Highlights of Student Work

 

Following is a selection of recent projects by Illinois Institute of Technology (IIT) students. This work—focused on tall buildings and vertical urbanism—showcases an emphasis on connected urbanism, rather than on a single tall building.

 


 

Towards Zero-Carbon Cities

Shenzhen, China  |  2019

This year-long studio conducted research in order to develop a typology of possible sustainable vertical cities that integrate the maximum number of relevant sustainable design strategies and technologies, not only in terms of carbon, but also in terms of internal environment, building community, and the impact of the building on the physical, social and cultural realms. 

In this year-long studio, students were presented with this scenario: The year is 2050 and, after five decades of attempting to adapt cities to cope with “natural” disasters of increasing frequency and severity in the face of accelerating climate change, humanity has come to accept a simple truth: that many existing cities—especially coastal cities—are no longer viable into the future. Students were asked to determine the most sustainable global locations for new cities, and determine how these cities can maximize environmental and cultural symbiosis with both terrain and climate.

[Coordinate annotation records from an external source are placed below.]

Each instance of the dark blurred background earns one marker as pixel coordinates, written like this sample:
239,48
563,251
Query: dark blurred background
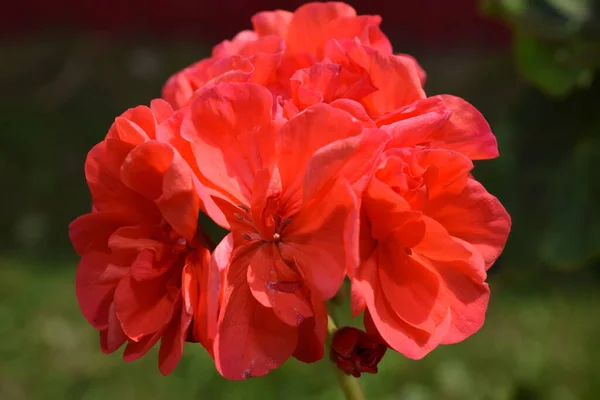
68,68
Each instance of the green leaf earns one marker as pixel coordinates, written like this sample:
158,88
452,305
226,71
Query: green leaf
548,67
572,237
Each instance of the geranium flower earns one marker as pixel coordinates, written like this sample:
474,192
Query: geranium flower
430,232
144,266
287,190
283,48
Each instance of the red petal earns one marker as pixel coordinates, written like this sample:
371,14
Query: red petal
109,193
94,293
312,333
134,126
91,231
231,127
302,136
161,109
172,341
112,337
308,32
143,307
474,216
352,158
275,285
396,79
325,232
412,342
467,131
135,350
251,340
411,289
201,284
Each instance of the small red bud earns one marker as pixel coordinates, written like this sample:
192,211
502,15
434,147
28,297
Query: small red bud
355,351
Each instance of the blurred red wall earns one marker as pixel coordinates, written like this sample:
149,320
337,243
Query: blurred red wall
417,21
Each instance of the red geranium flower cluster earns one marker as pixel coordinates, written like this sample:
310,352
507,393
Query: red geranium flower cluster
317,148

Urban Sustainability Index Project

Global Studio  |  2013

This semester-long studio examined what the term “sustainability” means on an urban scale. A question was posed: “What contributes most to the sustainability of cities?” Considering only the environmental sustainability of cities, the most sustainable city is most likely that which consumes fewer resources and emits fewer pollutants per capita. However, “sustainability” is the equilibrium point of three different aspects: social, economic, and environmental. 

The Remaking of Mumbai

Mumbai, India  |  2009

For two years running, the studio traveled to Mumbai and worked with the community-based Remaking of Mumbai Federation (RoMF). The project was based on the very real situation that is the C-ward district of Mumbai – a dense, historic district that had seen no investment and is largely dilapidated. RoMF, a private/community-based organization in Mumbai, had been established with the sole aim of improving the urban standards of Mumbai, with a focus on the C-ward.